Le inchieste sugli sperperi in 16 regioni
All’inizio fu il Lazio, ma l’uso dissennato di soldi pubblici c’è stato dalla Sardegna al TrentinoAlto Adige
ROMA Una collezione di fumetti Diabolik, collant di cachemire, mutande verde Lega, cibo per gatti, tintura per capelli, il canone Rai. Spazio alla fantasia. A spese dei contribuenti. Le inchieste sulla gestione troppo disinvolta dei rimborsi dei gruppi consiliari coinvolgono ben 16 regioni.

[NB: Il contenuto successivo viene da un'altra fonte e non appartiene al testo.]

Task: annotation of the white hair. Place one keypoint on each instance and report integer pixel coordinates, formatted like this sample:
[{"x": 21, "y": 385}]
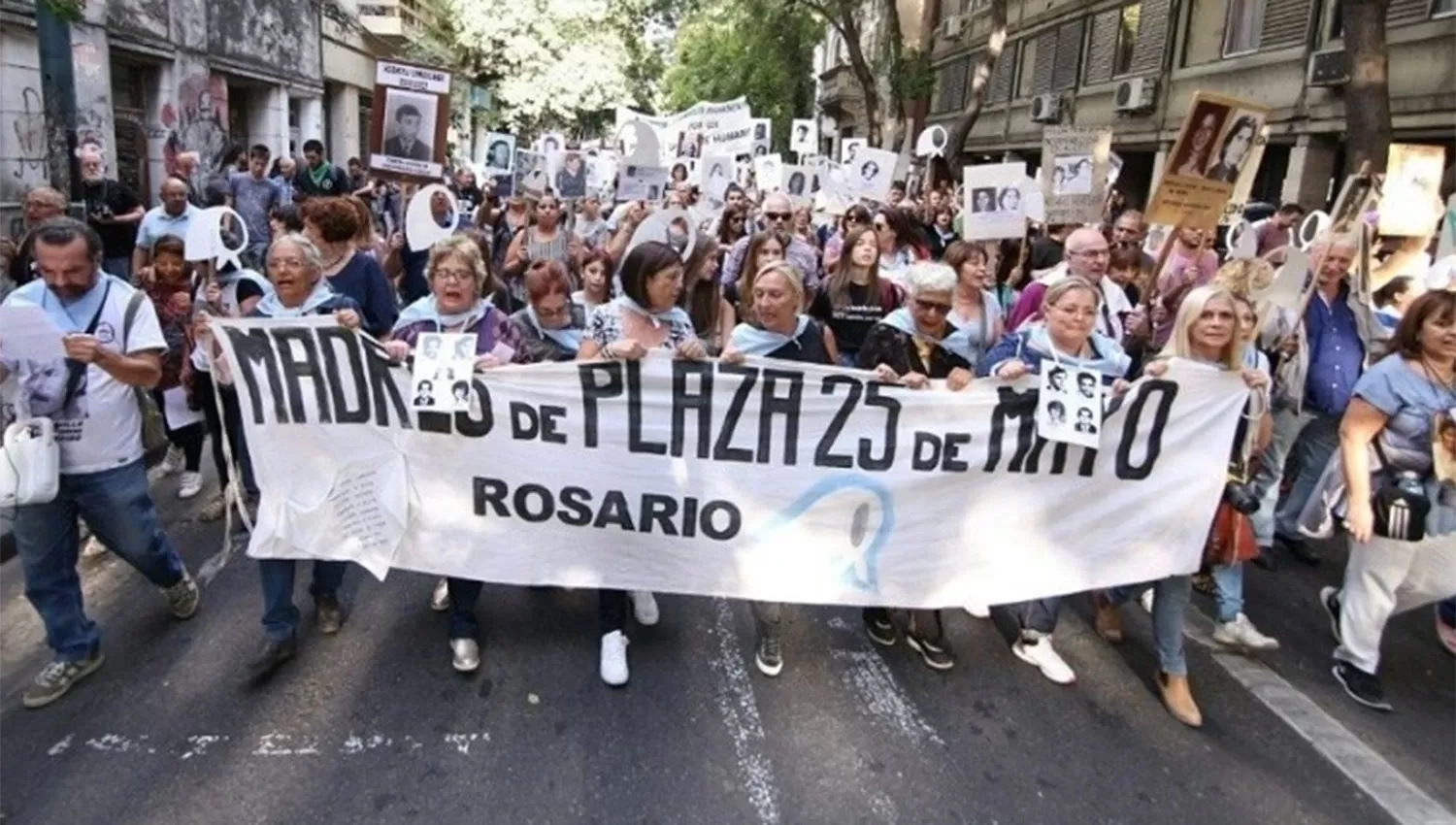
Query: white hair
[{"x": 929, "y": 277}]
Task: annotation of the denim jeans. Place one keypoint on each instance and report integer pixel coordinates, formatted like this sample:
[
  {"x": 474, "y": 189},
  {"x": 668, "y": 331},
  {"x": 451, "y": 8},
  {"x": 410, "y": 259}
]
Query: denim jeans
[
  {"x": 1171, "y": 600},
  {"x": 1037, "y": 617},
  {"x": 280, "y": 614},
  {"x": 463, "y": 594},
  {"x": 1316, "y": 443},
  {"x": 118, "y": 508},
  {"x": 1228, "y": 591}
]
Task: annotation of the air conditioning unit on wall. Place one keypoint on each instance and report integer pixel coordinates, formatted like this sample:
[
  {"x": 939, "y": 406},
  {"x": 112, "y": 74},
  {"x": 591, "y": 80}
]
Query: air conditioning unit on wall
[
  {"x": 1045, "y": 108},
  {"x": 1330, "y": 67},
  {"x": 1136, "y": 95}
]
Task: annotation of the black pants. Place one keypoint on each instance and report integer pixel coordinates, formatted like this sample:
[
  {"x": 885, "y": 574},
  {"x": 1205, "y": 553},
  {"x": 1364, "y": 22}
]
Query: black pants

In Piemonte, con il rinvio a giudizio del presidente Roberto Cota con l’accusa di peculato insieme a 39 consiglieri, e in Sicilia, dove gli indagati sono 97 tra cui il renziano Davide Faraone, gli ultimi sviluppi. Ma le “spese pazze” accomunano senza distinguo politico tra destra e sinistra anche Sardegna, Friuli Venezia Giulia, Emilia-Romagna, Campania, Trentino Alto Adige, Lombardia, Lazio, Calabria, Umbria, Basilicata, Liguria, Marche, Molise e Valle D’Aosta. L’inchiesta madre nel Lazio. Protagonista Franco Fiorito, ex capogruppo Pdl, conosciuto come “Er Batman” di Anagni. È stato condannato in primo grado a tre anni e quattro mesi per appropriazione di un milione e 300mila euro di fondi pubblici e a 5 anni di interdizione dai pubblici uffici. L’immagine simbolo del sistema Fiorito rimane la festa in costume d’antichi romani allo Stadio dei Marmi. Dopo il Lazio, la Lombardia. Le indagini sono partite nel 2012, coinvolgendo gli ex consiglieri Nicole Minetti e Renzo Bossi. Nella classifica dei rimborsi non dovuti spicca la Lega Nord e, a seguire, il Pdl. Tra gli acquisti, oltre a pranzi e cene, aerei di carta e toscanelli. Gestione allegra anche in Sardegna dove sono stati arrestati Sisinnio Piras, Mario Diana e Carlo Sanjust. Quest’ultimo deve giustificare una spesa di 23mila euro che avrebbe usato per le proprie nozze. I consiglieri indagati sono 65. Tra loro Francesca Barracciu, vincitrice delle primarie Pd. In Trentino Alto Adige, al centro dell’indagine, la gestione del fondo per spese riservate, 72mila euro annui, a disposizione del governatore Luis Durnwalder: li avrebbe usati anche per pagare Ici, canone Rai, iscrizione all’albo dei giornalisti. In Friuli Venezia Giulia due terzi dei consiglieri della precedente legislatura sono stati indagati dalla Corte dei conti. La maggior parte poi sono stati prosciolti. Tra loro il presidente del Consiglio regionale Franco Iacop e Renzo Tondo. Il caso Emilia-Romagna si apre nel 2012 con le interviste fatte a pagamento con i soldi dei gruppi consiliari. Le inchieste ora sono più di una e risultano indagati tutti i nove capigruppo.